WPF also exists, and since Build 2025 has regained parity with WinUI in official Windows GUI frameworks, that aren't in maintenance mode, aka Forms and MFC.
However, WinUI 3.0 with WinAppSDK has been a mess of project since Project Reunion was announced back in 2021, after almost four years it is still a shadow of UWP tooling, this is where I agree with you, it was so badly managed that nowadays only the Windows development team really cares about it, and most likely because their job depends on having to use WinUI.
But if you so wish to go through the pains of WinUI, there is Win2D.
shortrounddev2
While windows containers exist, the documentation surrounding them at the API level is sparse. Anything from Azure just tells you to use docker.
As far as I can tell GDI+ is still software rendered? DirectX Com objects aren't difficult to work with at all, ive never understood why people hate them so much. The point of using direct2d would be to provide hardware rendering for winforms.
Wpf is OK compared to winui 3 but it still suffers from xaml.
pjmlp
Because the API was designed to be compatible with Docker tooling.
GDI and GDI+ are hardware accelerated for years now,
https://learn.microsoft.com/en-us/windows-hardware/drivers/d...
Maybe because COM tooling sucks, in C++ land, Microsoft re-invents the approach to use COM every couple of years, and it is too much C/C++ style instead of being a proper modern C++ approach to handle COM.
While on .NET land, DirectX team couldn't care less, and leaves the community the work to make the interop work without issues.
The XAML hate comes mostly from outside traditional Windows developer circles.
m00dy
We are an algorithmic trading company [0], and our trading strategies are primarily built as pure Rust libraries. We've been searching for a way to sandbox the strategies we host, as not all of them are signed or open source for verification. Styrolite seems like a promising solution to address this issue, so we’re planning to give it a try.
[0]: https://cycletop.xyz
denhamparry
Edera developer here! Thank you for sharing and any feedback you have would be great! Edera Protect is written in Rust too, and our focus is also performance as well as isolation.
pzmarzly
Why not use any of the existing OCI Runtimes? They take well-defined[0] JSON description as input, and are pretty well-contained (single static binary). And because they are separate binaries, not libraries, you don't need to worry about things like thread safety or FD leaking.

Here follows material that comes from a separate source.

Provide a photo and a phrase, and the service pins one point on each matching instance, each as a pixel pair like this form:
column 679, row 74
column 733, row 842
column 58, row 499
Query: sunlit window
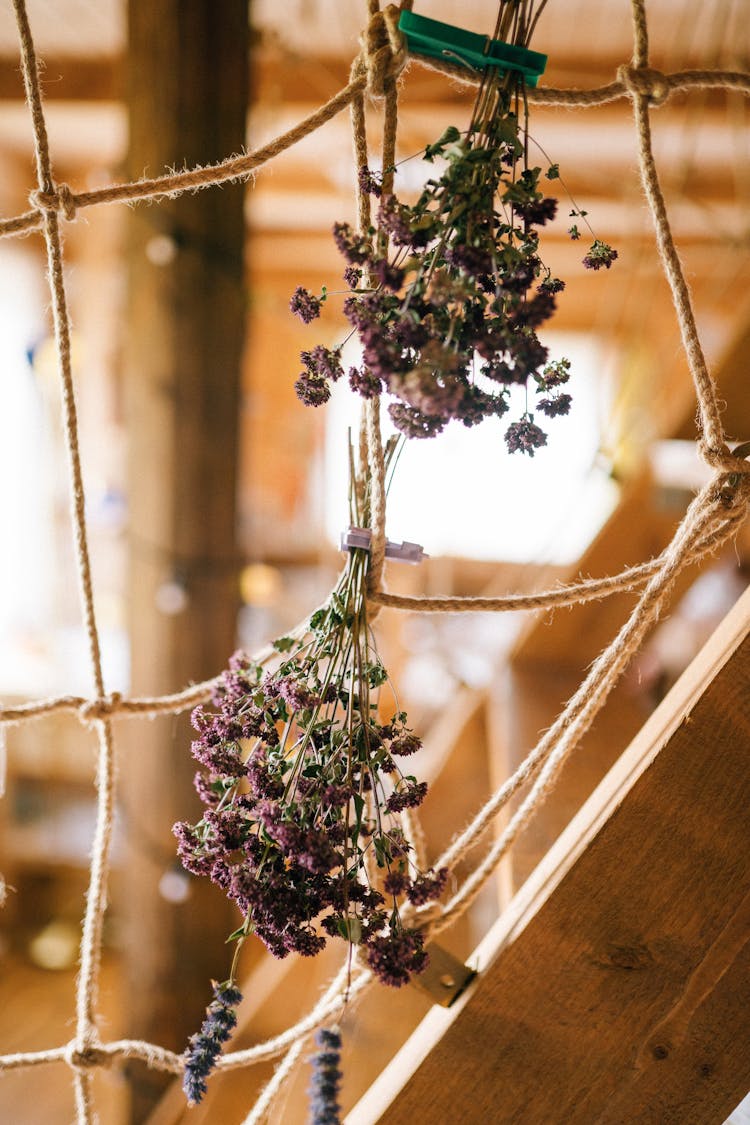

[0] https://github.com/opencontainers/runtime-spec/blob/main/con...
zamalek
"I don't need the full capabilities of OCI." In my (now very much stagnating) Nix-like pet project[1] I merely want a hermetic build environment. Rolling my own container runtime was no more difficult than, what would likely be, a nightmare of emulating a complete OCI container for the simple purpose that I'm after.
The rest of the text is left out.